A acumulação flexível promove mudanças não apenas em relação ao conteúdo, à forma e à organização do trabalho, mas também em relação a sua divisão, quantidade e à qualificação dos trabalhadores, introduzindo novas formas de subordinação do trabalho em relação ao capital. O trabalhador parcelar, desqualificado ou semiqualificado do paradigma taylorista-fordista é, supostamente, substituído pelo trabalhador polivalente altamente qualificado, responsável por diversos pontos do processo de produção, incorporando ao mesmo tempo tarefas de fabricação, manutenção, controle de qualidade e gestão da produção. As funções relativas à execução, concepção e controle são aproximadas transformando as concepções de educação e qualificação dos trabalhadores. A automação e a informatização das técnicas de produção engendram exigências as quais os processos de educação formal devem adaptar-se a fim de desenvolver nos indivíduos ‘competências’ compatíveis e adaptáveis de acordo com o contexto da organização produtiva flexível.
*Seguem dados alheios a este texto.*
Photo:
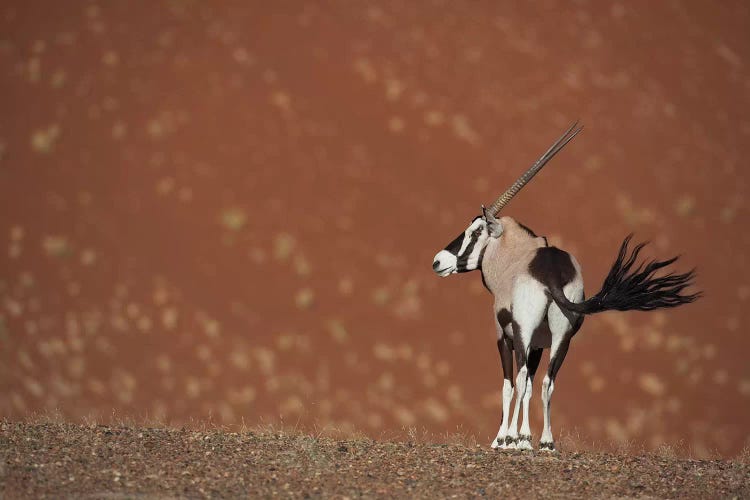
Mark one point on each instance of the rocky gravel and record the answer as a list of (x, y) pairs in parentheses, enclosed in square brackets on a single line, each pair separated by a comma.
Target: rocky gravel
[(55, 460)]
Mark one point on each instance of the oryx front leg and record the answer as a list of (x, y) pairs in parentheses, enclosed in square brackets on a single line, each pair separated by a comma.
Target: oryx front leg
[(529, 307), (505, 347)]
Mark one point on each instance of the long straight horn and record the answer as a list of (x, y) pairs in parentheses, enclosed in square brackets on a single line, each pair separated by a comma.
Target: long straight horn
[(535, 168)]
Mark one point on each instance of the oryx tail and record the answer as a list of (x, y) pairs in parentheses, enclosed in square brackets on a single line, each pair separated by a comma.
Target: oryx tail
[(626, 289)]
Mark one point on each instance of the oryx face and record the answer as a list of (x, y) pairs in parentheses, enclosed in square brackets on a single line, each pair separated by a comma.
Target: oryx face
[(465, 252)]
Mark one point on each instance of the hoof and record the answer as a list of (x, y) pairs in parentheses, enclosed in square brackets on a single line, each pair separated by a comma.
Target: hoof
[(548, 447), (524, 442), (509, 443)]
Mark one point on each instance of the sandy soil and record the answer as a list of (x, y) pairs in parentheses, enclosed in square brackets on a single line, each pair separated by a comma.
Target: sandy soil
[(66, 461), (230, 211)]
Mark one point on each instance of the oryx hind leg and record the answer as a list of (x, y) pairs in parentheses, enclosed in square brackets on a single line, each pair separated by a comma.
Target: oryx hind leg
[(530, 303), (562, 328)]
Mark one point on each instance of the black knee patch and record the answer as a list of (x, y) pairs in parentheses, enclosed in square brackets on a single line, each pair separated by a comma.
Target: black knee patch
[(547, 446)]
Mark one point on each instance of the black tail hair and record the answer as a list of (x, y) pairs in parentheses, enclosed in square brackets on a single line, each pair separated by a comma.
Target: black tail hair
[(626, 290)]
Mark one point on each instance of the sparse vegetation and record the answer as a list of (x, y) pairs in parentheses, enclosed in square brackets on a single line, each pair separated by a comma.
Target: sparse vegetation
[(52, 458)]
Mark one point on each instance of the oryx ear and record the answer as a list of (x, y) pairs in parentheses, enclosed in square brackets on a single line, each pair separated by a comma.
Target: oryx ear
[(494, 227)]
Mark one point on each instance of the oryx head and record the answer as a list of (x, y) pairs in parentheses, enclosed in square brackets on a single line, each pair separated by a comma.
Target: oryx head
[(465, 252)]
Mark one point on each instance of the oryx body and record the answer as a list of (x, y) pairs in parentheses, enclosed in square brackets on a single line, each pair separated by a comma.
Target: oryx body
[(539, 298)]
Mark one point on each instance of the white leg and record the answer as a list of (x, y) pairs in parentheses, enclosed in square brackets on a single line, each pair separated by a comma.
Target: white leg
[(520, 390), (560, 328), (547, 443), (503, 432), (524, 437)]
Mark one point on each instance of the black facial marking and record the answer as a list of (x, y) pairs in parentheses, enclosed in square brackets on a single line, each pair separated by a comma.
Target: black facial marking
[(455, 245), (525, 228), (464, 259), (481, 258), (552, 267)]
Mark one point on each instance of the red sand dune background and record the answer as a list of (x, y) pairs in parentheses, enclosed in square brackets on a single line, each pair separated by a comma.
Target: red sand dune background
[(231, 211)]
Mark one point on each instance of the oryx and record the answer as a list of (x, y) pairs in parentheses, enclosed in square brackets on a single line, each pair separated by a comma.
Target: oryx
[(539, 300)]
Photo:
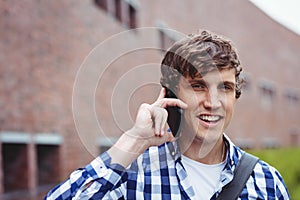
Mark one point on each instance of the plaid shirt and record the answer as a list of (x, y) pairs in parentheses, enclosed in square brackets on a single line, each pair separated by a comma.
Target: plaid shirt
[(160, 174)]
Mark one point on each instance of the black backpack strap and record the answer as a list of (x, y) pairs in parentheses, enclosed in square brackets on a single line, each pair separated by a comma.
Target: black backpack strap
[(241, 175)]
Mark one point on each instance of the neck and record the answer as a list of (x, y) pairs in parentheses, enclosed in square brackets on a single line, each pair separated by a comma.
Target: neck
[(206, 153)]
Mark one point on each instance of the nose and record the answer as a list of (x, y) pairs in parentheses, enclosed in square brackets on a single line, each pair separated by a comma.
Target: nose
[(212, 100)]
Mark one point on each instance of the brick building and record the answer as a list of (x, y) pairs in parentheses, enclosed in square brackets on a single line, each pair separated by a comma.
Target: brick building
[(58, 110)]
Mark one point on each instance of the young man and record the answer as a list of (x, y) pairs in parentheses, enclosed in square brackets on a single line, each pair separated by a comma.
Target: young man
[(201, 73)]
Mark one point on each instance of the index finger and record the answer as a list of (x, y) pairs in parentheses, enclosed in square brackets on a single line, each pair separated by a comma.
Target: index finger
[(162, 94)]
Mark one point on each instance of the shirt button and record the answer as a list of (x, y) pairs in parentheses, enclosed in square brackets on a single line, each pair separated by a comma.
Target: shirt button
[(102, 171)]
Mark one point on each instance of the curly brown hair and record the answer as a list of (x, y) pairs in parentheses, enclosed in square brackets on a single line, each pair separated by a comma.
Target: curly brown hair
[(197, 54)]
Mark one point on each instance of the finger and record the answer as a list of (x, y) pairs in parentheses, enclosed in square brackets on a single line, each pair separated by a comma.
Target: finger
[(159, 116), (161, 95), (174, 102), (164, 123)]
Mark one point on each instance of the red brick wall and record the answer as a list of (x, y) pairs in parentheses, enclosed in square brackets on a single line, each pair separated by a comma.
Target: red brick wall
[(43, 44)]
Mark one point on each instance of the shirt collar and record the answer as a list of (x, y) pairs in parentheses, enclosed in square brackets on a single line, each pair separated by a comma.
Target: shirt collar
[(233, 153)]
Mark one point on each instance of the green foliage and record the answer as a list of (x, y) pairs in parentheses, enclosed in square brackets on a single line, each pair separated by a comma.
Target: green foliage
[(287, 162)]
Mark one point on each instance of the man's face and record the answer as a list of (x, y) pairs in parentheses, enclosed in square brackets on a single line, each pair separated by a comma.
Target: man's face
[(210, 101)]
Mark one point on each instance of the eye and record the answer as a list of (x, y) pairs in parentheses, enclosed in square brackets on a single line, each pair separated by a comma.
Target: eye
[(198, 85), (227, 87)]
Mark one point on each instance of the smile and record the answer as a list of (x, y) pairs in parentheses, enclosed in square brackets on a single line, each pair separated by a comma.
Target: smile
[(210, 118)]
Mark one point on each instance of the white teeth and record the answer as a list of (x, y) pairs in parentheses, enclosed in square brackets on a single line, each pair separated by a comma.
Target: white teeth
[(210, 118)]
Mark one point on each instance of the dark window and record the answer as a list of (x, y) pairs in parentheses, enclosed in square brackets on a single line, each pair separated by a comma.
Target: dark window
[(132, 17), (48, 164), (15, 166), (118, 10)]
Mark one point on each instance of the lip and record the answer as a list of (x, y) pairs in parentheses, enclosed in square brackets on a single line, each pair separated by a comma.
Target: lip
[(210, 124)]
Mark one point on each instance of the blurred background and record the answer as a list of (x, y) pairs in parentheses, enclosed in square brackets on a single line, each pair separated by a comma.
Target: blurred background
[(44, 43)]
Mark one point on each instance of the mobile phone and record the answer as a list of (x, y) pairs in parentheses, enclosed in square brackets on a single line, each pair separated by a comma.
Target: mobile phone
[(174, 115)]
Na passagem seguinte é demonstrado que esse novo paradigma de produção utiliza como fator de disciplina o próprio medo de desemprego (instabilidade do posto de trabalho) e por um sistema de punições por metas não cumpridas, além da responsabilização individual do trabalhador em atrapalhar toda a equipe, assegurando à obediência as regras.
 Esse trecho da análise da administração atual é importante destacar em relação à teoria do capitalismo trabalhista, pois é usual no atual sistema o abuso da instabilidade nos postos de trabalho ocupados pelos trabalhadores ou “colaboradores” com objetivo de aumentar a produção de forma, a nosso ver, a afetar a dignidade da pessoa humana, responsabilizando e penalizando ainda mais o trabalhador como se isto fosse inerente ou um componente “natural” do sistema do qual o “recurso humano” no caso o trabalhador é que tem que se adaptar sob risco de ficar fora do mercado de trabalho diz PARANHOS (et al) apud HUMPRHEY:

A organização dos trabalhadores em equipes ou grupos de trabalho autônomos, bem como a inexistência ou a redução de estoques, proporcionam certa transparência dos processos que facilita verificar e expor rapidamente a fonte dos erros e problemas. A disciplina é mantida pelos próprios trabalhadores frente ao medo do desemprego e por um sistema de punições coletivo, o não cumprimento das metas estabelecidas prejudica o trabalho de outras pessoas ou outras equipes. Dessa forma, os trabalhadores transformam-se em clientes “internos”, controlando e monitorando o desempenho dos demais. Outro aspecto destacado por Humphrey é o de que para funcionar, a organização flexível requer o engajamento e o consentimento por parte dos trabalhadores: “o sistema requer conformismo e um direcionamento de todos os esforços no sentido do cumprimento das metas empresariais” (1995, p. 125). A promessa de promoção e de recompensas e um sistema de sanções, inclusive a possibilidade de demissão, regem o comportamento dos trabalhadores, assegurando a obediência às regras. (grifo nosso).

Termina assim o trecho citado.